“De minimis non curat praetor”: il pretore, cioè il giudice, non si cura delle minime cose e, soprattutto, non sostituirsi al praetor. Usiamo un antico detto latino per riferirci all’incresciosa scena che, dopo Milan-Lazio, ha visto protagonisti i rossoneri Kessie e Bakayoko. Aver mostrato la maglia di un avversario, a fine partita, come uno scalpo da esibire alla propria curva è stata, non uno sfottò (parola abusata), ma una squallida irrisione, perché così imparava. La colpa di Acerbi, il giocatore irriso, era aver dichiarato, in un intervista, di ritenere la propria squadra superiore ai prossimi avversari. 

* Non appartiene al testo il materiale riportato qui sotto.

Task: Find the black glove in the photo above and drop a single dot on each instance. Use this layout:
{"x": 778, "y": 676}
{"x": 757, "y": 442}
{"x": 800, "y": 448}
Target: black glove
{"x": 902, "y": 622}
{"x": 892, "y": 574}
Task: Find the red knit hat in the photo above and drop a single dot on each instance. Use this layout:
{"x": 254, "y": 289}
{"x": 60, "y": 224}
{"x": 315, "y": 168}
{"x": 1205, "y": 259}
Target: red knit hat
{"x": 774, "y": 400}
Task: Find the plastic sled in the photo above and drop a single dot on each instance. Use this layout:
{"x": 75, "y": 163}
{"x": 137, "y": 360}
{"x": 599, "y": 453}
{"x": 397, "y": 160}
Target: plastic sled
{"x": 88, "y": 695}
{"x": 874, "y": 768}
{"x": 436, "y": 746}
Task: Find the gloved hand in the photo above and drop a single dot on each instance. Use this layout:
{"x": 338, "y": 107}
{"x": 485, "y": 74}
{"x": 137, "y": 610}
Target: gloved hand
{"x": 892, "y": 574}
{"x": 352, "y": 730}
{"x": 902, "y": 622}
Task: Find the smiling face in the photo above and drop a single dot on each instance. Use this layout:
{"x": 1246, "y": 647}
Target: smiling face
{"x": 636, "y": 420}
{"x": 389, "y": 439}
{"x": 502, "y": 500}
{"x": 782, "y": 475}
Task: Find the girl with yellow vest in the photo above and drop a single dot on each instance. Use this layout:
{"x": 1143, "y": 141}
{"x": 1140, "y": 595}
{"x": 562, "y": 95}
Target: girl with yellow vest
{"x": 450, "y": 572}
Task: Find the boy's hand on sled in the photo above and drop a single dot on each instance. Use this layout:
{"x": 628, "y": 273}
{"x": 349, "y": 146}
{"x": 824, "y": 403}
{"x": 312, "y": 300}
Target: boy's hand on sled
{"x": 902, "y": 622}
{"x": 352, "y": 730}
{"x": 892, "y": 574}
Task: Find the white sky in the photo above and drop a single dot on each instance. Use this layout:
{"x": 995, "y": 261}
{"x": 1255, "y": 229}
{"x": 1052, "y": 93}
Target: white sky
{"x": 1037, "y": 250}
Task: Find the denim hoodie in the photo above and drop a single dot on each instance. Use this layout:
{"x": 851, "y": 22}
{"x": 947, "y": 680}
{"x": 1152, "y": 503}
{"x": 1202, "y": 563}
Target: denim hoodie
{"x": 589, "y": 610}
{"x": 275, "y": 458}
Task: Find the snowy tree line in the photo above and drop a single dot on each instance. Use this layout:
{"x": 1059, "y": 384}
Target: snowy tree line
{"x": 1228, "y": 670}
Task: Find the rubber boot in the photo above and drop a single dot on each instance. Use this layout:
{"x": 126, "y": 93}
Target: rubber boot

Il fatto è ancor più grave, non solo perché lede le leggi non scritte della morale, ma perché si configura come un abuso meschino della fiducia altrui: come se una persona tendesse la mano e quando l’altro la porge, per tutta risposta si beccasse uno sputo in faccia. Altro che sfottò: un gesto da miserabili. E forse basterebbe che i due giocatori del Milan si portassero addosso, per un bel po’di tempo, in giro per i campi di calcio le stimmate della loro nefandezza, senza la salvifica formula di aver pagato il loro debito, scontando una pena (ammenda o squalifica).

Gattuso, come quasi sempre gli succede, è, del Milan, la persona che ha fatto la migliore figura. Non solo non si lamenta mai dopo un sconfitta, non solo evita di tirare in ballo gli arbitri, ma è il primo a riconoscere le proprie responsabilità. Ha detto che bisognava “immediatamente chiedere scusa, senza se e senza ma”, dignitoso e determinato nel denunciare il fatto. Le scuse sono poi arrivate, con ritardo, dopo un comunicato cerchiobottista della società rossonera.

Ma veniamo al praetor. Chi non ha resistito a non intervenire, senza che gli fosse richiesto, è il Sottosegretario della Presidenza del Consiglio dei Ministri, Giorgetti, il quale ha invocato punizioni esemplari per i due giocatori. Giorgetti è un uomo riflessivo, uno dei più attenti e prudenti, dell’attuale compagine governativa. Non ci tiene affatto a mettersi in mostra. E’ attento ai numeri, valuta le conseguenze, stabilisce i contesti. Inoltre, somma virtù, detesta i selfie. Allora chi glielo fa fare di curarsi di un fatto che non lo riguarda direttamente (la riforma del Coni? Le Olimpiadi invernali prossime venture? La diffusione di strutture e istruttori sportivi sul territorio? Ecc.) e di sostituirsi al giudice naturale, interferendo, dall’ alto della sua neutrale posizione istituzionale, in un giudizio che non gli compete?

Il vizio dei politici d’intervenire sempre e comunque, si dirà. Il vecchio vizio delle interrogazioni parlamentari per un fuorigioco non fischiato o fischiato. Una sottile, irrefrenabile volontà di potenza che li induce a occuparsi  di tutto. O a far finta di farlo.